More Jam Session Etiquette...

Clearly I touched a nerve with my last post.

A few more contributions to the proper etiquette of sitting in on a jam session from bassist Carlo Petrovitch (someone who's seen it all...)

25. Don't call a tune that you don't actually have a clue how to play.

26. If you don't know a tune; don't suggest that you'll play it from ear when you actually cannot play by ear.

27. If you don't know a tune; don't suggest that you'll read the chart when you have no idea how to read or transpose music at sight.

28. When you get lost in the changes and eventually stop soloing 10 measures short, don't look at the bass player to some how fix your awkward silence.

29. After a bass solo, play the melody out.
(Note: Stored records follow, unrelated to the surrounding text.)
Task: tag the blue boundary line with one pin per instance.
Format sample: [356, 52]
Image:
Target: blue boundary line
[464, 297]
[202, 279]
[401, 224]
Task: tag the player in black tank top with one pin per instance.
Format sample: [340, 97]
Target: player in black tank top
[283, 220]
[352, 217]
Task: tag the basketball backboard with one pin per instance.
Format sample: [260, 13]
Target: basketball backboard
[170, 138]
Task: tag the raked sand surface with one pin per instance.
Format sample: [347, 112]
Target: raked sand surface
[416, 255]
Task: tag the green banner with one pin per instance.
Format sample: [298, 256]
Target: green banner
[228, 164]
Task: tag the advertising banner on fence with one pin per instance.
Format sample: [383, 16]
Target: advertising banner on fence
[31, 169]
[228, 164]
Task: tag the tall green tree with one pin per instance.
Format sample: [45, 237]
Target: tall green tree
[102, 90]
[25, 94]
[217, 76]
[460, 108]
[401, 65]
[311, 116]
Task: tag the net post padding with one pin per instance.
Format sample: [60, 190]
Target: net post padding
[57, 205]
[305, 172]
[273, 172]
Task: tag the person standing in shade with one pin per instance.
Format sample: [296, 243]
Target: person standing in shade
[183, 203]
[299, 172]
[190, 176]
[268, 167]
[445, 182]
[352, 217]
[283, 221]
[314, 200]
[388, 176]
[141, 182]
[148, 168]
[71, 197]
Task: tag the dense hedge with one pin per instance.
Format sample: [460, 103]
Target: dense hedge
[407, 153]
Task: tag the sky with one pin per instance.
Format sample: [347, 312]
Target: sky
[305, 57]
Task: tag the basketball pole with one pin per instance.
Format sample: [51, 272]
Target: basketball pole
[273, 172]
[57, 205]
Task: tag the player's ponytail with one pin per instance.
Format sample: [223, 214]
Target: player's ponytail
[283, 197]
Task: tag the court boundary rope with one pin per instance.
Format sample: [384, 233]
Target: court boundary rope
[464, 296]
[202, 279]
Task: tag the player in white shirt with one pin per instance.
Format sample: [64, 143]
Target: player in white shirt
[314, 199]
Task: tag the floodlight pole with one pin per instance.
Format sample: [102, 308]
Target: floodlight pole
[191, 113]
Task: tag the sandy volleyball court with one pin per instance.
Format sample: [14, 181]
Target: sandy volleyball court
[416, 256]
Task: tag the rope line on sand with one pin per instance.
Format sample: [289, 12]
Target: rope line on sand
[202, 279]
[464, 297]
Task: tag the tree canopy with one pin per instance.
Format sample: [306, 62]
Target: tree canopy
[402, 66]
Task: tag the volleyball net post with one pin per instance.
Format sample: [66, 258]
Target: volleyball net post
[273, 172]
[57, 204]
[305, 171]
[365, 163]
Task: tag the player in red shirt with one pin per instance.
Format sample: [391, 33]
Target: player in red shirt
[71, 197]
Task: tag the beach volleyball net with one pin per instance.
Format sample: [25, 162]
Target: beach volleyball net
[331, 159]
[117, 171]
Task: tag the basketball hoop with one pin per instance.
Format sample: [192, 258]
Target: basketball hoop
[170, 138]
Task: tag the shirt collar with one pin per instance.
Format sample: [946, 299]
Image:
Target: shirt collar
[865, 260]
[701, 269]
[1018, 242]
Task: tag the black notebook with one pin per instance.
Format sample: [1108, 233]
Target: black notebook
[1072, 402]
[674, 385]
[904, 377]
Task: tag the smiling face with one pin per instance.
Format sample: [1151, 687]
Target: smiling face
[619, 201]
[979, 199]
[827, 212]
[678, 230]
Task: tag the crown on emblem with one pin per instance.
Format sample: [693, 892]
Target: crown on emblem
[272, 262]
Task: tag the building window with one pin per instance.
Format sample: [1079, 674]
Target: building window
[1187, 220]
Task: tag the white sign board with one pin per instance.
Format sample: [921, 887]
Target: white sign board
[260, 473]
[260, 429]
If you're not paying attention to the form and forget to come in; don't ask the bassist if they are done soloing 10 bars into the form when it's clear that they where finished 10 bars ago.

30. When playing a really really really fast tune don't ask the bass player to play a solo, they are to busy playing bass.

31. Having a conversion on the band stand during the bass solo isn't a good idea, especially if the leader is the bass player.

32. Call Jazz tunes at a Jazz Jam session, not pop, rock, r&b, rap, space age funk or any combination thereof and expect anyone to know them.

33. If you play a horn please do not accompany behind the bass solo. If you are in the rhythm section you don’t always have to play behind the bass solo.

34. When calling a really obscure tune and the rhythm section admits to not knowing the changes; don’t reply with “Really you don’t know that tune?” Beware, the tables can turn on you in a hurry.

And finally, a wise piece of advice from trumpeter Patrick Boyle directed to those who might feel inclined to adopt a "drop in/parachute" style of sitting in on a session:

"It is also the height of lame for a jammer to play a tune and then leave the venue right away. It is polite to hang out, even for a little while, to listen to a few other players and generally contribute to a good vibe of a jam session."

1 comment:

  1. Yes. +1 on everything. It's really shocking how some people treat the bass in jam settings.